Suppose we know how many RED and BLUE marbles were in the jar, initially. Armed with that information, can we predict, with certainty, the color of the last marble remaining in the jar? (Note that, by virtue of the assumption that the jar was initially non-empty and the fact that the number of marbles decreases by exactly one on each iteration, it is not possible to end up with an empty jar.)

To state it more formally:

Does there exist a function f: N × N --> {BLUE, RED} (meaning that the domain of f is the set of ordered pairs of natural numbers and the range is the set {BLUE, RED}) that satisfies the following condition:

For all K and M (such that at least one of them is non-zero), if we begin with K RED marbles and M BLUE marbles in the jar, then the last marble remaining in the jar is necessarily of color f(K,M).

It turns out that such a function exists! The key to identifying it is to first identify an invariant of the loop having to do with the number of BLUE marbles in the jar.
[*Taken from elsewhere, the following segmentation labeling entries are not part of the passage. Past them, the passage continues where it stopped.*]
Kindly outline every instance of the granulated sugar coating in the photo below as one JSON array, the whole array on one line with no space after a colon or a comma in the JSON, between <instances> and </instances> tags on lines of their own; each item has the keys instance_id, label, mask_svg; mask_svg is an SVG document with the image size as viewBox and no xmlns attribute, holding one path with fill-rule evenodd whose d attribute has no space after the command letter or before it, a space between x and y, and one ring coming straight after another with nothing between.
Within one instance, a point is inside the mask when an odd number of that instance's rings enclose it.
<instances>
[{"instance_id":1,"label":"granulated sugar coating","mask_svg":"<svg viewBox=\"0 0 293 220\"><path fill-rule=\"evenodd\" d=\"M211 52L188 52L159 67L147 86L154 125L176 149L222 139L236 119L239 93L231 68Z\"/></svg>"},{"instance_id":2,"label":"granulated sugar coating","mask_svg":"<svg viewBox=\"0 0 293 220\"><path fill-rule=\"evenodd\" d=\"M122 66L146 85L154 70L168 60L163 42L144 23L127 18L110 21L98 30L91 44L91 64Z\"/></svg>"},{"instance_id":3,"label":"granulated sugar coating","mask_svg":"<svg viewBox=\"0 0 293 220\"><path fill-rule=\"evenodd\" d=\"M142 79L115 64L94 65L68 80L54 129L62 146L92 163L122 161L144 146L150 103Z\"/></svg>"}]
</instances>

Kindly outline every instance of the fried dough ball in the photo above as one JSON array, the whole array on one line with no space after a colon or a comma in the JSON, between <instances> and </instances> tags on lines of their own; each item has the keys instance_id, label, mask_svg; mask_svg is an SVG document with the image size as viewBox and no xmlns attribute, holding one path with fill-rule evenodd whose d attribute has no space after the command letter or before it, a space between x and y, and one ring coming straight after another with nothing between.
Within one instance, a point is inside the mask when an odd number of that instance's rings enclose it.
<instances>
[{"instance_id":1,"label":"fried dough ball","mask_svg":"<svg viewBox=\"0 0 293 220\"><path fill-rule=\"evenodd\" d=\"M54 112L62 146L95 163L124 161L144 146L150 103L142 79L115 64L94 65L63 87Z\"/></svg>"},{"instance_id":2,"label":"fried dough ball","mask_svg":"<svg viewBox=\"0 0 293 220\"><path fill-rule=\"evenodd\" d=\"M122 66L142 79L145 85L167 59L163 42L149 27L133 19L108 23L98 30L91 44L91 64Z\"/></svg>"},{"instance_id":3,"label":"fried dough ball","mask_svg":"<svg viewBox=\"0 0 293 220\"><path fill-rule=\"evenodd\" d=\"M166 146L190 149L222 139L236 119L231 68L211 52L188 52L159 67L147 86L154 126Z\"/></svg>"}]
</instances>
Consider the effect that a single iteration of the loop has upon the number of BLUE marbles in the jar. In the case that both marbles chosen were of the same color, the number of BLUE marbles either decreases by two (if both marbles chosen were BLUE) or stays the same (if both marbles chosen were RED). In the case that the marbles chosen were of different colors, the number of BLUE marbles remains the same.

It follows that a single loop iteration has no effect upon whether the number of BLUE marbles is odd or even. (That is, the number of BLUE marbles in the jar either remains odd or remains even as a result of the execution of a single iteration of the loop.) But then the same property holds with respect to any number of iterations of the loop. Letting K and k denote, respectively, the number of BLUE marbles occupying the jar originally and currently, respectively, we conclude that

k is odd if and only if K is odd

is an invariant of the loop. In case you find it easier to comprehend, a different way of expressing this loop invariant is

(both K and k are odd) or (both K and k are even)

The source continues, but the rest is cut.